Strony

czwartek, 28 kwietnia 2016

Spacerkiem po Chęcińskim zamku

Wykorzystując słoneczny kwietniowy dzień postanowiliśmy wyruszyć i zobaczyć zamek w Chęcinach a raczej jego ruiny. 



Zamek powstał na przełomie XIII i XIV wieku. Z uwagi na swoją lokalizację - wzgórze o wysokości ok. 360 m n p m był niezdobytą fortecą przez okres około 250 lat.  Na początku XIV wieku w zamku odbywały się zjazdy możnowładców i rycerstwa małopolskiego i wielkopolskiego. W czasie wojny z Krzyżakami zbierane były wojska wyruszające na bitwę. Z zamku w Chęcinach wyruszyły wojska na bitwę pod Płowcami. W zamku był również zdeponowany skarbiec archidiecezji gnieźnieńskiej.  Zamieszkiwały tu również żony królów min.  Bona żona Zygmunta Starego. Warownia również pełniła rolę więzienia - jednym z najsłynniejszych więźniów był Michał Kuchmeister von Stenberg - wielki mistrz zakonu  krzyżackiego.
W połowie XVII w zamek został zniszczony przez Szwedów i nigdy już nie odzyskał dawnej świetności.


Dziś możemy podziwiać ruiny dawnego zamku.  Przed zamkiem jest parking i łagodna ścieżka, którą wspinamy się na górę.  Po drodze możemy zobaczyć drewniane  rzeźby postaci  historycznie związanych z warownią oraz armaty.









Przed wejściem do zamku możemy się chwilę zatrzymać i podziwiać panoramę okolicy, którą później zobaczymy z wyższego poziomu. 




W zamku bowiem można wejść na basztę ( strome i wąskie schody, ale warto!) i delektować się widokiem okolicy.  Poza basztą na tzw. "górnym zamku"  możemy spojrzeć w głąb skarbca a na "dolnym zamku" czeka na nas kolejna baszta  loch z "wiekowym" więźniem oraz studnia. 


 













Ponadto mamy mały sklepik z pamiątkami, możemy również za niewielką opłatą postrzelać z łuku. 

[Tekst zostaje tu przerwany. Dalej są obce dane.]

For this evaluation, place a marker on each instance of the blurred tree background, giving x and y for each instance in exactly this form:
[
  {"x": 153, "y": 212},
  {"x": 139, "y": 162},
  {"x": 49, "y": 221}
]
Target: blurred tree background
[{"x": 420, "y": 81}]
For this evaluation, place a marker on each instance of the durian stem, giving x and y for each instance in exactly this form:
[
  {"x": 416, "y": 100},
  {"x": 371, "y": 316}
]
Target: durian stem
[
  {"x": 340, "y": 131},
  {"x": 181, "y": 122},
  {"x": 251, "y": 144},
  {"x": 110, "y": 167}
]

Spacer połączony ze zwiedzaniem ruin bardzo sympatyczny. I mała sugestia na koniec....
Dla tych którzy nie widzieli ani zamku w Chęcinach ani w Krzyżtoporze polecam najpierw Chęciny a później Krzyżtopór.  W odwrotnej kolejności (a tak było u nas) Chęciny nie wywołują już tak pozytywnych emocji :).
 

1 komentarz:

  1. Chęciny można powiedzieć mam na świeżo. Byłem tam w ubiegłym tygodniu. Zamkowe ruiny mnie zachwyciły. Z miejsca noclegowego miałem na nie piękny widok. Polecam każdemu do odwiedzenia.